Ginger Snap Cupcakes

Inspiration comes in all forms– music, a passing phrase, a “mis”interpreted glance from the corner of your eye, or a tub of delicious, wonderful, incredible cookies.

Ginger snaps. With three forms of ginger– candied, ground, and fresh. And Thanksgiving just passed. And it was an evening for cupcakes.

I made up a recipe from nothing. Oh, how I love doing this. I consulted quite a few sources. However, this recipe– all me and our house’s need for cupcake. And good ol’ ginger snap.

Ginger Snap Cupcakes

For the batter::
2 c cake flour
2 t baking powder
3/4 t salt
1/2 t cinnamon
1/2 t ground ginger
1/4 t groung cloves

3/4 c plus a little more milk

1/2 c brown sugar
1/2 c granulated sugar
1/2 c (1 stick) unsalted butter

3 large eggs, room temperature
2 t vanilla extract

For the frosting::
**Note: There was twice as much frosting as I needed. If you don’t want extra frosting, halve this recipe.

1/4 c brown sugar
1 c powdered sugar
2 (8-oz) packages cream cheese
1/4 c butter
2 t cinnamon
1 t vanilla extract

Preheat oven to 350 degrees F.

The dry team:: Sift it all together– cake flour, baking powder, salt, ground ginger, ground cinnamon, and ground cloves.

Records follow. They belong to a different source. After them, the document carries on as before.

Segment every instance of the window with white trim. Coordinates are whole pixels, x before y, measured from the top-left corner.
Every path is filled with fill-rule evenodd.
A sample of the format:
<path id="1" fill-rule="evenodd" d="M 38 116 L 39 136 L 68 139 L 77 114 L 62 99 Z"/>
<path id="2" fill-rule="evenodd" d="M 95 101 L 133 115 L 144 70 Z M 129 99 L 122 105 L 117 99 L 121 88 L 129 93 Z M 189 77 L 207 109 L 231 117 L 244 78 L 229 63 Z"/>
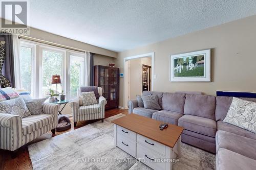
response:
<path id="1" fill-rule="evenodd" d="M 57 93 L 63 90 L 67 99 L 77 96 L 77 88 L 85 84 L 83 53 L 63 48 L 34 43 L 20 42 L 20 67 L 22 87 L 29 90 L 32 97 L 46 98 L 50 89 L 55 93 L 55 84 L 51 84 L 52 76 L 61 77 L 57 84 Z"/>

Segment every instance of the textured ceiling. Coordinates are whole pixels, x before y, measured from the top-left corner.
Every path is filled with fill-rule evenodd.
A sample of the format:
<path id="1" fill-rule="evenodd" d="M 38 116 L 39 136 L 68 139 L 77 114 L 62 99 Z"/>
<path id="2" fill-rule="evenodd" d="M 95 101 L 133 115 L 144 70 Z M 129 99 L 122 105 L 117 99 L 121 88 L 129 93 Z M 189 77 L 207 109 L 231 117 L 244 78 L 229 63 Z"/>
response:
<path id="1" fill-rule="evenodd" d="M 116 52 L 256 14 L 256 0 L 30 0 L 30 26 Z"/>

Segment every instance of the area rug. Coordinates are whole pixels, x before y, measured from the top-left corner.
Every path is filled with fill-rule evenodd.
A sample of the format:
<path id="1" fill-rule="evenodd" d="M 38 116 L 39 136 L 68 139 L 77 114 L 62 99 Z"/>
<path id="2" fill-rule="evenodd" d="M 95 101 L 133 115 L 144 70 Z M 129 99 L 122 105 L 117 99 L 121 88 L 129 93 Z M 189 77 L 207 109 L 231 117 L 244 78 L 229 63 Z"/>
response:
<path id="1" fill-rule="evenodd" d="M 28 146 L 34 169 L 151 169 L 115 145 L 111 121 L 104 120 Z M 181 144 L 173 169 L 215 169 L 215 155 Z"/>

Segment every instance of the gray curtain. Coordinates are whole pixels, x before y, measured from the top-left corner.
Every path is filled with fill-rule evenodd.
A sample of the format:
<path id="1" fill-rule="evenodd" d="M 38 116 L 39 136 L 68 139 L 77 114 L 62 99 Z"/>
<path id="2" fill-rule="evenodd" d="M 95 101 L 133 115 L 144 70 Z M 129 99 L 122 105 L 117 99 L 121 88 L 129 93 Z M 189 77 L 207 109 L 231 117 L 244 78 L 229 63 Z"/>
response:
<path id="1" fill-rule="evenodd" d="M 11 87 L 15 88 L 14 78 L 14 56 L 12 35 L 10 34 L 0 34 L 1 40 L 5 41 L 6 57 L 3 67 L 3 75 L 10 82 Z"/>
<path id="2" fill-rule="evenodd" d="M 90 86 L 94 86 L 94 54 L 92 53 L 90 53 Z"/>

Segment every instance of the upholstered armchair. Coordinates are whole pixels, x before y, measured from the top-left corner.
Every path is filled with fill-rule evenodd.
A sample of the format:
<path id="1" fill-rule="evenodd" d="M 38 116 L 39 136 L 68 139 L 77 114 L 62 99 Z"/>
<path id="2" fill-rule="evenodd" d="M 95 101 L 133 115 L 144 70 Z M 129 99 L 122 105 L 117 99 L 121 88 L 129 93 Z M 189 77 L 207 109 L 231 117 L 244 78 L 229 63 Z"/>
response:
<path id="1" fill-rule="evenodd" d="M 106 104 L 106 101 L 102 96 L 102 88 L 98 87 L 100 96 L 97 104 L 84 106 L 82 102 L 79 101 L 79 96 L 83 92 L 81 89 L 85 89 L 87 87 L 79 87 L 78 89 L 78 96 L 70 103 L 72 108 L 74 127 L 76 127 L 78 121 L 101 119 L 102 122 L 103 122 L 105 118 L 105 105 Z"/>
<path id="2" fill-rule="evenodd" d="M 58 105 L 48 103 L 43 104 L 42 114 L 22 118 L 0 113 L 0 149 L 14 151 L 50 130 L 55 133 L 58 109 Z"/>

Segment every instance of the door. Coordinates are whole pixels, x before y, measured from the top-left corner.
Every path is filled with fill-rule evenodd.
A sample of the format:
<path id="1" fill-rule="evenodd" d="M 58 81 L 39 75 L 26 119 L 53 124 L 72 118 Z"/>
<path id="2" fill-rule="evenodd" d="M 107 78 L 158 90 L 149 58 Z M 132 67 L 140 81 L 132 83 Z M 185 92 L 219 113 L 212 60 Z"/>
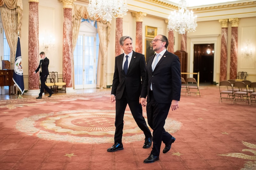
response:
<path id="1" fill-rule="evenodd" d="M 83 22 L 74 52 L 76 89 L 96 87 L 97 30 L 88 22 Z"/>
<path id="2" fill-rule="evenodd" d="M 214 44 L 194 45 L 194 72 L 199 72 L 199 83 L 213 84 Z M 197 75 L 193 77 L 197 80 Z"/>

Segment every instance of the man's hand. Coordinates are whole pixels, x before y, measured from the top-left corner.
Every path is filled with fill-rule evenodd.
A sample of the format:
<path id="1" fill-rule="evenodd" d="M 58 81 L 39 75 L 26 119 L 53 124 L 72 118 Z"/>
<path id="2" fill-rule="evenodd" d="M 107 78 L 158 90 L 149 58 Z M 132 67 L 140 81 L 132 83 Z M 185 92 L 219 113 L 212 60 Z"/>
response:
<path id="1" fill-rule="evenodd" d="M 145 107 L 146 106 L 146 99 L 145 98 L 142 97 L 140 98 L 140 103 L 141 105 L 141 106 Z"/>
<path id="2" fill-rule="evenodd" d="M 110 102 L 114 102 L 116 101 L 116 96 L 114 95 L 111 95 L 110 96 Z"/>
<path id="3" fill-rule="evenodd" d="M 172 110 L 175 110 L 179 108 L 179 101 L 172 100 L 171 104 L 171 107 L 172 107 Z"/>

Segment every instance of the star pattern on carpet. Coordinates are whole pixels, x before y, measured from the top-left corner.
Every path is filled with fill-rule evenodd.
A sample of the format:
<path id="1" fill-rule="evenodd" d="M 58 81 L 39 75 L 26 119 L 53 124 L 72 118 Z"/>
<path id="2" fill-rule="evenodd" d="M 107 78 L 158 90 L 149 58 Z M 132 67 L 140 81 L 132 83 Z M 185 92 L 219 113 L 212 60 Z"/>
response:
<path id="1" fill-rule="evenodd" d="M 181 155 L 184 155 L 184 154 L 182 154 L 182 153 L 180 153 L 180 152 L 172 152 L 172 155 L 177 155 L 179 156 L 180 156 Z"/>
<path id="2" fill-rule="evenodd" d="M 228 135 L 230 134 L 230 133 L 228 133 L 226 132 L 221 132 L 221 134 L 223 134 L 223 135 Z"/>
<path id="3" fill-rule="evenodd" d="M 72 157 L 73 156 L 77 156 L 77 155 L 74 155 L 74 153 L 66 153 L 66 154 L 65 155 L 64 155 L 63 156 L 67 156 L 69 158 L 71 158 L 71 157 Z"/>

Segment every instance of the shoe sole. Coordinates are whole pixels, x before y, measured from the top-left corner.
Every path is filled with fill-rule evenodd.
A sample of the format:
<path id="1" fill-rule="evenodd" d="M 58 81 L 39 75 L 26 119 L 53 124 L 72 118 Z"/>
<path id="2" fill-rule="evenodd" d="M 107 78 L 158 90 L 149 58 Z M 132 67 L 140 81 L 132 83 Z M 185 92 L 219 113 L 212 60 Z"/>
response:
<path id="1" fill-rule="evenodd" d="M 124 148 L 118 148 L 116 149 L 116 150 L 107 150 L 107 151 L 108 152 L 115 152 L 116 151 L 118 151 L 118 150 L 123 150 L 124 149 Z"/>
<path id="2" fill-rule="evenodd" d="M 148 164 L 148 163 L 153 163 L 155 162 L 156 162 L 156 161 L 157 160 L 159 160 L 159 158 L 158 158 L 158 159 L 156 159 L 155 160 L 155 161 L 152 161 L 152 162 L 146 162 L 146 161 L 143 161 L 143 163 L 145 163 L 145 164 Z"/>

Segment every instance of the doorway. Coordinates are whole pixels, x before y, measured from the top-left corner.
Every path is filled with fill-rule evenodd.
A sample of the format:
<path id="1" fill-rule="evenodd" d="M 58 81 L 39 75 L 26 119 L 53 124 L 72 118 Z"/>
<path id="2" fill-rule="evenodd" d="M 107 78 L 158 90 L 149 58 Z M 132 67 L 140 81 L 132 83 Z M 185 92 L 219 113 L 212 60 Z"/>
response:
<path id="1" fill-rule="evenodd" d="M 194 72 L 199 73 L 200 83 L 213 84 L 214 44 L 194 44 Z M 197 75 L 193 77 L 197 80 Z"/>
<path id="2" fill-rule="evenodd" d="M 86 21 L 81 23 L 74 52 L 76 89 L 96 88 L 98 43 L 97 29 Z"/>

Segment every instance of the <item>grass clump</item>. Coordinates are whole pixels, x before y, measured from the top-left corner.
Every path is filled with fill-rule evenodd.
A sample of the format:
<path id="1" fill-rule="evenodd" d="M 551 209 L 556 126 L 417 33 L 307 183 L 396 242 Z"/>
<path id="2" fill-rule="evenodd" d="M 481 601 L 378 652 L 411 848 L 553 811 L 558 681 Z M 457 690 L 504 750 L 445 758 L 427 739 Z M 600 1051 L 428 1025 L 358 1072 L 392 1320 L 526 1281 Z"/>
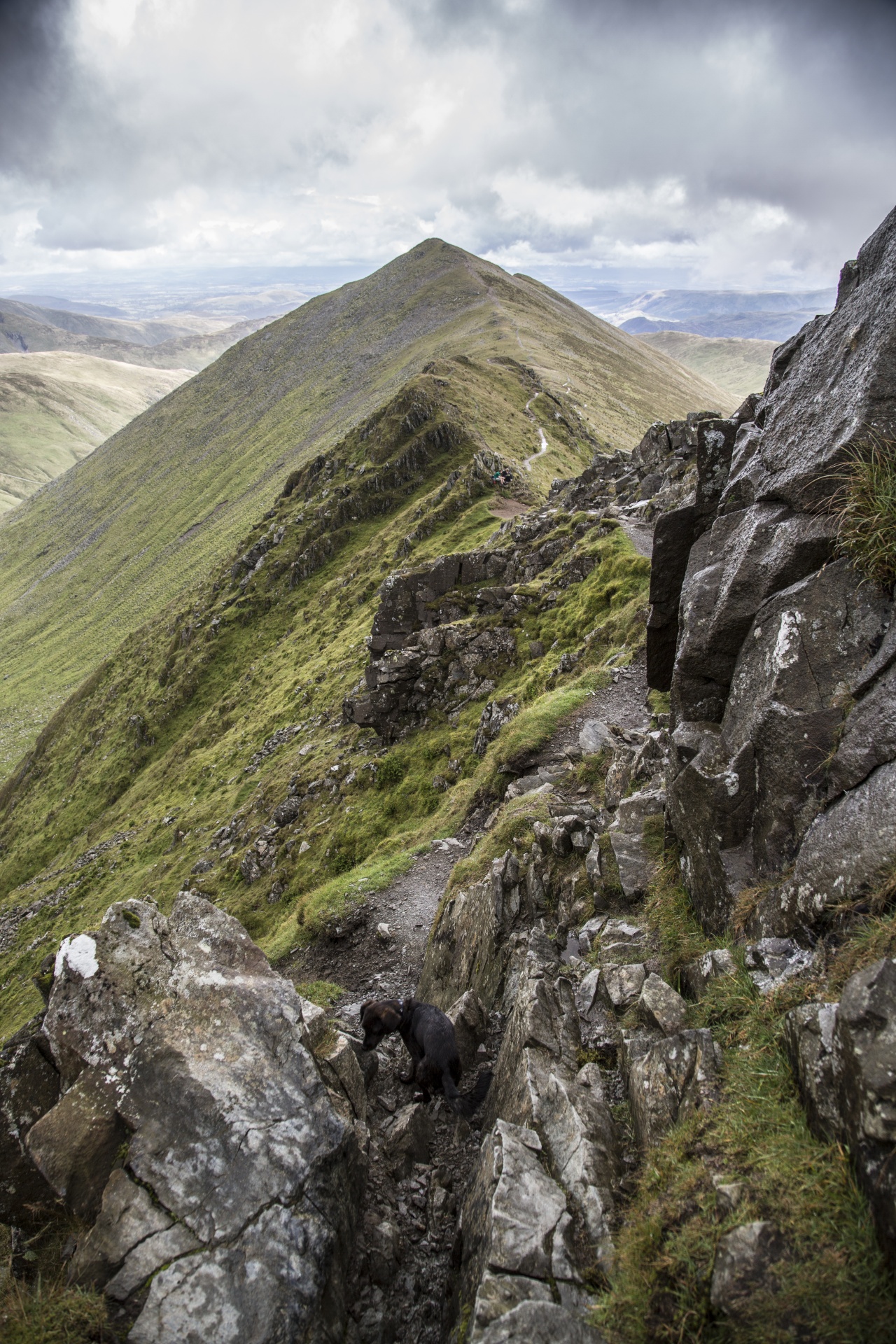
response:
<path id="1" fill-rule="evenodd" d="M 856 445 L 840 488 L 840 548 L 857 570 L 896 585 L 896 439 L 872 434 Z"/>
<path id="2" fill-rule="evenodd" d="M 762 999 L 743 974 L 711 989 L 700 1016 L 727 1046 L 723 1098 L 647 1156 L 595 1324 L 614 1344 L 884 1344 L 892 1339 L 892 1290 L 868 1206 L 846 1154 L 810 1134 L 779 1042 L 783 1012 L 806 989 Z M 713 1175 L 744 1185 L 725 1218 Z M 779 1292 L 756 1294 L 735 1325 L 711 1306 L 712 1266 L 720 1236 L 754 1219 L 779 1228 L 787 1257 Z"/>
<path id="3" fill-rule="evenodd" d="M 296 985 L 296 993 L 318 1008 L 332 1008 L 345 991 L 332 980 L 301 980 Z"/>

Next, cream the brown sugar, granulated sugar, and butter together.

Cream, cream, cream.

It’ll start to look crumbly. Don’t stop yet.

Then, it’ll look a little smoother. Keep on mixing.

Ahh. Smooth sailing. Now, you’ll mix in one egg at a time. Crack the egg into the bowl, then mix until completely incorporated. Repeat. Repeat.

Now, I have a confession to make. The second egg was twins!!!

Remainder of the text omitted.